No Nordeste, a pistolagem prevalece onde a política é ainda do coronel, do poder local, autônomo, que engloba o Poder Legislativo, Judiciário e Executivo. Ao mesmo tempo a polícia, gerador da normatividade, cumpre essa multiplicidade de papéis se associando ao compadre, aos poderes religiosos locais. Nesse quadro social a presença da pistolagem é muito forte e o fato de a gente encontrar a pistolagem no Espírito Santo é prova de que esses elementos da política tradicional ainda persistem. Curiosamente, no caso do Alexandre, quem comanda e contrata os pistoleiros são um juiz, um coronel da PM e um ex-policial civil.

É possível no Brasil comparar outros estados com o Espírito Santo?

No Espírito Santo, o que é peculiar não é cada fato em si. Mas a gravidade e a escala em que se realiza. E a profundidade em que se infiltra no aparato do Estado. Com contatos diretos com a população, de forma demagógica até com a ajuda de igrejas. Você imagina só: tem o pastor que é também coronel, deputado, ligado a certo setores econômicos, com os quais negociam propriedades de terra e fazem especulações imobiliárias, negócios se expandindo, políticos se firmando, discursos diretamente ligados a comunidades, isso tudo sendo capaz de acuar o Estado.

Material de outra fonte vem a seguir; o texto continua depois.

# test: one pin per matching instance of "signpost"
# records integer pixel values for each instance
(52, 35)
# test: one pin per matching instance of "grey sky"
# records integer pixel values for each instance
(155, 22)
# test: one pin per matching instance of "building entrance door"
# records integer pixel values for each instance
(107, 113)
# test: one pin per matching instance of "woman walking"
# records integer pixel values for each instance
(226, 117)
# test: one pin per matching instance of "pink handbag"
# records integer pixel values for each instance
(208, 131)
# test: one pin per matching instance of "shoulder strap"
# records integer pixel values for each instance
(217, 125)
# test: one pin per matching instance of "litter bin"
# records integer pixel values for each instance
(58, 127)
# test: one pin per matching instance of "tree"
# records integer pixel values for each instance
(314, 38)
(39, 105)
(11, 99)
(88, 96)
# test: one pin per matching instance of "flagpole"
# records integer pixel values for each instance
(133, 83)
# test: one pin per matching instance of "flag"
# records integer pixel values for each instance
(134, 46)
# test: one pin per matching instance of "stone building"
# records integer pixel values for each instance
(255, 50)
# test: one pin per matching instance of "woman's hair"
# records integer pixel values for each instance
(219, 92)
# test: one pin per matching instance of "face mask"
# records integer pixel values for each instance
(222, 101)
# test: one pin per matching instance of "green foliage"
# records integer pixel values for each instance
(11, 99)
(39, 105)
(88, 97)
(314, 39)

Quais são pontos importantes do crime no ES que são reproduzidos nos outros estados?

Corrupção de agentes públicos, representantes de instituições corruptos, policiais, políticos, vinculação deles com práticas criminosas você vai acompanhar em outros estados. No Rio de Janeiro é típico com as milícias. A politização dessas articulações você também vai encontrar em todas as partes, em diferentes escalas e graus. Contratações. Há casos isolados de contratações. Você tem em São Paulo certamente corrupção, mas talvez em uma escala muito menor desse poder político que se fortalece e se autonomiza, vinculado a práticas regulares de crimes, envolvendo contratações e mortes a soldo. Por outro lado você dificilmente vai ter em São Paulo alguém envolvido numa trama que mobilize Judiciário, Legislativo, Executivo e instituições policiais, mais contratações de assassinos na ponta. Dificilmente você vai ter uma articulação desse tipo tomando conta do Estado. Você tem mil defesas para o Estado e para a sociedade, muito mais sofisticadas e diferenciada. É muito mais difícil você se apropriar e usurpar esse poder.